Findings suggest that invalidation confers a wide range of negative outcomes ranging from painful emotional states (e.g., shame, suicidality) and distress about health care visits (e.g., health care-related anxiety or trauma) to avoidance of health services and diagnostic delay.
So, they missed the only important part: harm and misery that come from surviving while ill with zero meaningful support. This is like dealing with someone whose home burned down along with everything in it, who, for some reason, isn't covered by insurance and find themselves homeless, without income, having lost all their possessions, and focusing entirely and exclusively on the affective consequences of having lost things that held sentimental value. It just completely misses out on what the problem is.

Their proposed model literally doesn't take into account the harm and misery this causes. They have no idea what they're dealing with. This is absurd. It's frankly equivalent to trying to manage people getting severe burns because they are made to touch very hot stoves by increasing the A/C. Ridiculous.
 
An article about the study was posted on the /r/science sub-reddit. Most of the comments ignore the study itself or its findings, and instead are about personal experiences with medical gaslighting. In fact most comments are about that, and most of them unrelated to those conditions, where the problem is even worse.

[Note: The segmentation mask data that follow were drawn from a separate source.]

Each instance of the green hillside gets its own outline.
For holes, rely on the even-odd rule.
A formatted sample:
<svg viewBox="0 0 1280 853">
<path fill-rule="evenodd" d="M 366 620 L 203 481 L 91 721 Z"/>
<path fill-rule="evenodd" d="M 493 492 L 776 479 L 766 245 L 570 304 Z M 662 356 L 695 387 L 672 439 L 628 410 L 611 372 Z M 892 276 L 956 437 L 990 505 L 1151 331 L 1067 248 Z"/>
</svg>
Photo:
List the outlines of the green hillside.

The science sub is about as general as it gets. It's also not supposed to discuss personal anecdotes, so this is a huge exception, and the thread may be locked later because of this.

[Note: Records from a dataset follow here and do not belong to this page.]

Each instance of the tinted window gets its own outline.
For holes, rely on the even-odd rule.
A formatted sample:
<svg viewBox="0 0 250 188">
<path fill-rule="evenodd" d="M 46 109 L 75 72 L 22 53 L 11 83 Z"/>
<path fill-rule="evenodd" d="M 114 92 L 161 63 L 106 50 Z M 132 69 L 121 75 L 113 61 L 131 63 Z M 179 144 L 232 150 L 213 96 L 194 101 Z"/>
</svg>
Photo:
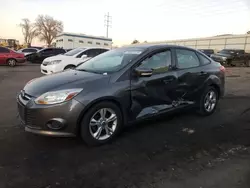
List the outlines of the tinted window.
<svg viewBox="0 0 250 188">
<path fill-rule="evenodd" d="M 44 49 L 41 51 L 43 54 L 52 54 L 54 50 L 52 48 Z"/>
<path fill-rule="evenodd" d="M 60 48 L 55 48 L 55 49 L 54 49 L 54 52 L 55 52 L 56 54 L 62 54 L 62 53 L 65 53 L 65 50 L 64 50 L 64 49 L 60 49 Z"/>
<path fill-rule="evenodd" d="M 211 61 L 208 59 L 208 58 L 206 58 L 204 55 L 201 55 L 201 54 L 199 54 L 199 53 L 197 53 L 198 54 L 198 56 L 199 56 L 199 58 L 200 58 L 200 60 L 201 60 L 201 64 L 202 65 L 206 65 L 206 64 L 209 64 Z"/>
<path fill-rule="evenodd" d="M 9 49 L 0 47 L 0 53 L 9 53 L 9 52 L 10 52 Z"/>
<path fill-rule="evenodd" d="M 82 41 L 82 40 L 79 40 L 79 43 L 83 43 L 83 41 Z"/>
<path fill-rule="evenodd" d="M 194 51 L 186 49 L 176 49 L 177 67 L 187 69 L 200 65 L 199 59 Z"/>
<path fill-rule="evenodd" d="M 78 54 L 79 52 L 83 51 L 84 48 L 76 48 L 76 49 L 73 49 L 73 50 L 70 50 L 68 51 L 67 53 L 65 53 L 64 55 L 66 56 L 73 56 L 73 55 L 76 55 Z M 82 54 L 79 54 L 80 56 L 82 56 Z M 77 56 L 78 57 L 78 56 Z"/>
<path fill-rule="evenodd" d="M 109 44 L 108 43 L 104 43 L 104 46 L 108 46 Z"/>
<path fill-rule="evenodd" d="M 36 49 L 31 49 L 31 48 L 27 48 L 27 49 L 23 49 L 22 52 L 36 52 Z"/>
<path fill-rule="evenodd" d="M 96 44 L 97 44 L 97 45 L 101 45 L 101 43 L 100 43 L 100 42 L 97 42 Z"/>
<path fill-rule="evenodd" d="M 85 52 L 85 54 L 88 56 L 88 57 L 95 57 L 97 56 L 98 54 L 100 54 L 99 50 L 98 49 L 89 49 Z"/>
<path fill-rule="evenodd" d="M 68 41 L 69 41 L 69 42 L 73 42 L 73 40 L 72 40 L 72 39 L 68 39 Z"/>
<path fill-rule="evenodd" d="M 88 41 L 88 44 L 92 44 L 92 42 L 91 42 L 91 41 Z"/>
<path fill-rule="evenodd" d="M 140 68 L 152 69 L 153 73 L 167 72 L 171 65 L 171 52 L 170 50 L 159 52 L 153 56 L 148 57 L 139 65 Z"/>
</svg>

If you'd read a general thread like this about any private company, you just know that it's about to collapse, unless it's bailed out, or is the only provider for a necessary product or service. It's simply not normal to accept this, it's unacceptable level of mediocrity. And yet there should be no expectation that anything should change, this has been reported for decades, and even studies about this, like this one, are very low quality.

It's also been posted in the /r/psychology sub-reddit, though I don't know how it generally behaves, and the comments are actually quite similar. This is a shocking indictment of the medical profession, and nothing will change any time soon. If this were posted on a medical sub-reddit, it would be quickly locked and deleted, after loads of mocking comments, some generic ones, and people bringing their own experience of it, which is not allowed.